In fact, one of the company’s proudest achievements is the new Armour Academic Center at Westminster School in Simsbury. The campus scale is small with an historic European look; the new building would replace two older and smaller ones that had been built in the 1960s. The challenge was to build something that blended in. Many old trees had to be spared, quite a challenge when the glassed-in atrium was constructed. But at groundbreaking, Mr. Schwendy realized that the architects’ task was successful, when he overheard a woman remark that the structure looked as if it had always been there.
It’s not easy to adapt a modern company to an historic space. Simply wiring for electricity was a chore. Then again, old industrial structures were built with several storys with smaller "footprints." Additionally, they were long and narrow in order to make the best use of natural sunlight. Compare the Wilde Building in Bloomfield, for example, a sprawling campus that is not easily adaptable to anything but corporate use. Older multi-story buildings are easier to retrofit.
Fuss & O’Neill, founded by Hayden Griswold, who worked as a surveyor for the Cheney Brothers in the 1920s, was first
named Griswold & Fuss. Maps dating back to the 1920s are still stored in the company vault. As the company grew, however,
it needed more space. MCC had vacated the Hartford Road HELCO, next to the Clark Building, for a campus off Hillstown Road;
the building was available, convenient, and just across the road from Cheney Hall, ideal for seminars and corporate events.
And the lease was up.
"It had nothing to do with being an historic building," Mr. Schwendy said. "You don’t even think about it until something happens."
They had a choice: start new from the ground up, or live with the quirky little aspects of an old building, accepting what was part of its culture.
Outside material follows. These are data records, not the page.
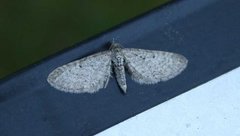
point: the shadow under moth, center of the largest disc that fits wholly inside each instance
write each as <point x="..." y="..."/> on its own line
<point x="92" y="73"/>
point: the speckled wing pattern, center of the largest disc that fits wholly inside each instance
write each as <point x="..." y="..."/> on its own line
<point x="88" y="74"/>
<point x="150" y="67"/>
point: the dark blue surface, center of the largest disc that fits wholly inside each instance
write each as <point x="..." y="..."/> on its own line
<point x="206" y="32"/>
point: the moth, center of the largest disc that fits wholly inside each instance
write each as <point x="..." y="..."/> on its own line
<point x="92" y="73"/>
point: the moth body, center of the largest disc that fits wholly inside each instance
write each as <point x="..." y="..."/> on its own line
<point x="92" y="73"/>
<point x="118" y="65"/>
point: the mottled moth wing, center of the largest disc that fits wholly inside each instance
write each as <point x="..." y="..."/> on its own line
<point x="88" y="74"/>
<point x="150" y="67"/>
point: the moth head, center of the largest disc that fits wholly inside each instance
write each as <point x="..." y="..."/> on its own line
<point x="115" y="46"/>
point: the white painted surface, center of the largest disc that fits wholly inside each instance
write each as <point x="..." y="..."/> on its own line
<point x="212" y="109"/>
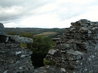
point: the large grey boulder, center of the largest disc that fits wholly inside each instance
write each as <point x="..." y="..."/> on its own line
<point x="49" y="69"/>
<point x="77" y="48"/>
<point x="13" y="58"/>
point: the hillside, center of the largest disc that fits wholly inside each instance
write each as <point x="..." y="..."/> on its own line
<point x="35" y="31"/>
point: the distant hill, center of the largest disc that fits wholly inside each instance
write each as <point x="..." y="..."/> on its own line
<point x="36" y="31"/>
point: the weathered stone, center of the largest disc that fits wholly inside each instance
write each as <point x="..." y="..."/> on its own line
<point x="13" y="58"/>
<point x="78" y="48"/>
<point x="50" y="69"/>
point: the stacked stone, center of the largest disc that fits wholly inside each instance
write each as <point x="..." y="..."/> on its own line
<point x="77" y="48"/>
<point x="13" y="58"/>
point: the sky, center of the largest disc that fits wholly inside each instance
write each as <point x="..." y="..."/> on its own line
<point x="46" y="13"/>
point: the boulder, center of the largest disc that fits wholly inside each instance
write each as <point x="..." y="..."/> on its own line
<point x="77" y="48"/>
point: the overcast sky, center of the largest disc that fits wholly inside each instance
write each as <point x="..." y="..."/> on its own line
<point x="46" y="13"/>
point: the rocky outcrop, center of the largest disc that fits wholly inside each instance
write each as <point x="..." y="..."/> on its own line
<point x="77" y="49"/>
<point x="49" y="69"/>
<point x="13" y="58"/>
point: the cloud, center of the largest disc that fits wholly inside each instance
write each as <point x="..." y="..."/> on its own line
<point x="46" y="13"/>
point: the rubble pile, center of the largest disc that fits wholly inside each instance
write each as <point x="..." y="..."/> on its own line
<point x="77" y="49"/>
<point x="13" y="58"/>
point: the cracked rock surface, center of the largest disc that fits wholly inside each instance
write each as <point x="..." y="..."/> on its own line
<point x="77" y="49"/>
History won.
"We identify ourselves with that building," Mr. Schwendy said.
Fuss & O’Neill has branches in seven states, and several of those branches have their own historic identity. One is housed in a wood-and-timber freight rail station in Simsbury, built in the 1800s. Another, in Providence, R.I., is located in the former American Locomotive Works, also built in the 1800s. "There’s a history you can feel," Mr. Schwendy said. "There’s something there.
"It’s a wonderful thing for me," he continued. "Any building represents energy, an investment. If you find a way to live with it you keep that past and the connection to the past."
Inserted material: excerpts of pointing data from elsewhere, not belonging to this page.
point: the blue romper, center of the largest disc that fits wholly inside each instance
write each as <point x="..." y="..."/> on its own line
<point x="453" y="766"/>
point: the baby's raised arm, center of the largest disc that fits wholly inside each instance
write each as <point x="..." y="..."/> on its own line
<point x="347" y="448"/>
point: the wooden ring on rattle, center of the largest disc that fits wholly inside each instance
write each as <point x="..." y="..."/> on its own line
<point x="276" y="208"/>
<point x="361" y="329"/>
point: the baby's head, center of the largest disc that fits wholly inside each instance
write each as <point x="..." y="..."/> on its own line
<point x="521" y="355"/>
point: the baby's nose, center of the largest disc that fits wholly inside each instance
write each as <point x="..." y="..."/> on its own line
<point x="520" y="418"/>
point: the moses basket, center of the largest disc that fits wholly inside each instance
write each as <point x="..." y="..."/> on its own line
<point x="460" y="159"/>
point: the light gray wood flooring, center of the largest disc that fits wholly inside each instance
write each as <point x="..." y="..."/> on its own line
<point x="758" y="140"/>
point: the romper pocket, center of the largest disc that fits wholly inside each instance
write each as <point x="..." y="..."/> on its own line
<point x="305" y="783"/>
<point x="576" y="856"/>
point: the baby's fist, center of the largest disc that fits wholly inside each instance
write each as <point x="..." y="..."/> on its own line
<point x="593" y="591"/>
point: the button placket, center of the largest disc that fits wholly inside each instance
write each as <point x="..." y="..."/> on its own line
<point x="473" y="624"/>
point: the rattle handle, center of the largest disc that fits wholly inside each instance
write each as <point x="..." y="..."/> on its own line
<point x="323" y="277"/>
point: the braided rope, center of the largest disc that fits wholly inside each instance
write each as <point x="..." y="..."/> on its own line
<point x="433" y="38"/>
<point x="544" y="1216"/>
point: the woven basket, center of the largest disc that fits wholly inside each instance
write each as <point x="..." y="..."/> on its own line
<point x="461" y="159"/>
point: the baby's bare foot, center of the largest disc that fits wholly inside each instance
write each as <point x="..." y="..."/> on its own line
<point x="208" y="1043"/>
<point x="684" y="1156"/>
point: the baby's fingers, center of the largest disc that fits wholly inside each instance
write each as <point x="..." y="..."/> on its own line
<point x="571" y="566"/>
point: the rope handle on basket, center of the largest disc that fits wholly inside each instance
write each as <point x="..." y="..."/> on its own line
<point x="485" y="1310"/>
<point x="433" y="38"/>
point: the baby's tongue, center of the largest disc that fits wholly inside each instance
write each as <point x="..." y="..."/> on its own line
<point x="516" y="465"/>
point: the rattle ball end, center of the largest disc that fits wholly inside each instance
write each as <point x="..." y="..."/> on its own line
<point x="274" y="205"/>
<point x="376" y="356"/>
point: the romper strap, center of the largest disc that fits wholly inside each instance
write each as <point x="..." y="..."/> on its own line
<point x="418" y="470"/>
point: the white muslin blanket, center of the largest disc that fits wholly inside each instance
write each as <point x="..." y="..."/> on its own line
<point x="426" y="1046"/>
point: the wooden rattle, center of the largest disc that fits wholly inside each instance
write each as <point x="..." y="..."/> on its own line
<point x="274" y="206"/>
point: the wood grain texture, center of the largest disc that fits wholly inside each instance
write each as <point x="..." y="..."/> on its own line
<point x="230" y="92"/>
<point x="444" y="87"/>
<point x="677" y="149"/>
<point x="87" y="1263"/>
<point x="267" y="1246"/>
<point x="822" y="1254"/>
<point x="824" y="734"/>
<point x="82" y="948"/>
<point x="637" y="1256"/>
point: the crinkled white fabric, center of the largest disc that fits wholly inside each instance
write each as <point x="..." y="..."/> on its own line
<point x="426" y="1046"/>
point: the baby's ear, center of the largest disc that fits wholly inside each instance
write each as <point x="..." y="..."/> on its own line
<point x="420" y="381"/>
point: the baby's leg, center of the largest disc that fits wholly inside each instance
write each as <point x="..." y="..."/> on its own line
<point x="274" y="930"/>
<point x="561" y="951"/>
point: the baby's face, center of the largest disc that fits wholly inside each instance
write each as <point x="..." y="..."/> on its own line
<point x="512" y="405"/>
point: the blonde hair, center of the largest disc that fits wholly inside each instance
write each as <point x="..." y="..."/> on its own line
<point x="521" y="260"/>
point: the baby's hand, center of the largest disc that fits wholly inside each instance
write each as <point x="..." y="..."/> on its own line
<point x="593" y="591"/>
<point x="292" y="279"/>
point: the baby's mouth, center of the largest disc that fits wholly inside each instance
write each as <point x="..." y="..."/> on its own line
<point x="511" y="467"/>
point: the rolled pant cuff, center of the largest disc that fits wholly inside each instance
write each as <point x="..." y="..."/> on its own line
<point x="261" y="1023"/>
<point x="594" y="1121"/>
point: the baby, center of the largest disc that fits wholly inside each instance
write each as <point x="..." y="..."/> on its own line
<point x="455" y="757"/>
While talking to Mr. Schwendy, I could not help but feel that the best parts of the Cheney legacy linger. They were industrialists who operated a little ahead of the times; they treated their workers with respect, donated land for churches and parks, and built Cheney Hall and Globe Hollow for worker recreation.
Center Park, location of Mary Cheney Library, is now threatened by library expansion into the lolling, grassy land the Cheneys gave to the town.
The first weekend this April the Manchester Historical Society held a rally in Center Park to protest the expansion of the library, which would require paving over some of the land and relocating war monuments. A counter rally featured people sitting in lawn chairs set on the grass, quietly reading.
Fuss & O’Neill managed to expand without destroying history and its beautiful details. I wonder if the counter ralliers realized that if the Mary Cheney Library were expanded into the park, they might have to place their lawn chairs in between cars parked on black macadam in order to read.
Not so comfy for the kids at our feet. And definitely not good for a town that prides itself in its history; indeed, that defines itself by a 19th-century family with influence that still swirls around us.